Se planeássemos e fracassássemos,onde é que iríamos arranjar desculpas? Ainda nos JO de Pequim ficou bem demonstrada a nossa aversão ao planeamento. Tudo programado para trazermos uma catrefa de medalhas e quase toda a gente falhou, lançando o mau estar no seio da selecção olímpica e os ataques da comunicação social. Tudo se teria evitado, se a delegação portuguesa tivesse deixado correr o marfim sem grande preocupações.
Vejam o exemplo de Marcos Fortes, eliminado logo nas provas de qualificação. O rapaz estava habituado a treinar só de tarde e marcaram-lhe as provas para de manhã, claro que chegou atrasado e ensonado. Ora isso é natural, o que não é normal é que obriguem os nossos atletas a competir fora dos horários a que estão acostumados. Como se não bastasse terem de defrontar a diferença de fusos horários…
O português arranja justificações para tudo, adora improvisar,exulta com as acções pontuais, mesmo que desprovidas de qualquer lógica, porque sublinham a sua criatividade. É nesse ritmo de vida que se sente bem.Sendo o improviso uma das características marcantes do português, não é de estranhar que ao chegar atrasado a um encontro, tenha na ponta da língua a justificação adequada. Na verdade o português nunca se atrasa… chega atrasado, porque o autocarro teve uma avaria, o trânsito estava infernal, a tia avó teve uma doença súbita, a gata passou a noite com cólicas, porque estava calor, ou estava frio, chovia ou estava sol. Por isso se explica que, apesar da crise, o nosso primeiro-ministro ( um atrasado incorrigível) continue optimista. Havemos de encontrar uma solução e lá nos desenrascaremos. O importante é ter calma.
A falta de pontualidade dos portugueses já não me irrita, porque me deixa os nervos em franja.
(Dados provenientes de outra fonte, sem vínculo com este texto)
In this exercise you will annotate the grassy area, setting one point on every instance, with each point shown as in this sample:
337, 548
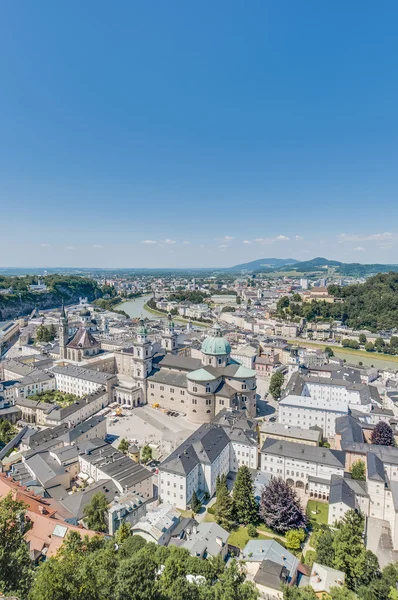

Por isso delirei quando, há tempos, o António Fagundes impediu que os retardatários vissem o seu espectáculo no Pavilhão Atlântico mas, dois dias depois, mergulhei numa grande depressão, quando fui ao cinema e me obrigaram a levantar meia dúzia de vezes, após o começo do filme, para deixar passar os atrasados.Em Portugal nada se faz a horas: perdem-se tempos intermináveis em consultórios de médicos pagos a peso de ouro; desespera-se pela entrega da mobília, do televisor, da peça de roupa, ou de um simples par de óculos,certamente porque as empresas que fornecem estes produtos são como algumas pessoas finas que gostam de chegar atrasadas a todo o lado, para dar nas vistas.
Saúdo,pois, a iniciativa de um grupo de cidadãos que decidiu apresentar uma petição na Assembleia da República, no intuito de tornar os portugueses mais pontuais. O problema é que, graças à falta de pontualidade dos nosso deputados, ainda não houve tempo para a analisar.
Já agora, se chegarem atrasados a um encontro, porque estiveram a ler esta insípida CG, podem atirar as culpas para cima de mim à vontade. Com uma condição: têm de obrigar a pessoa que fizeram esperar, a lê-la.
Já agora, digam-lhe também para ler a da minha parceira, que deve ter muito mais graça do que esta.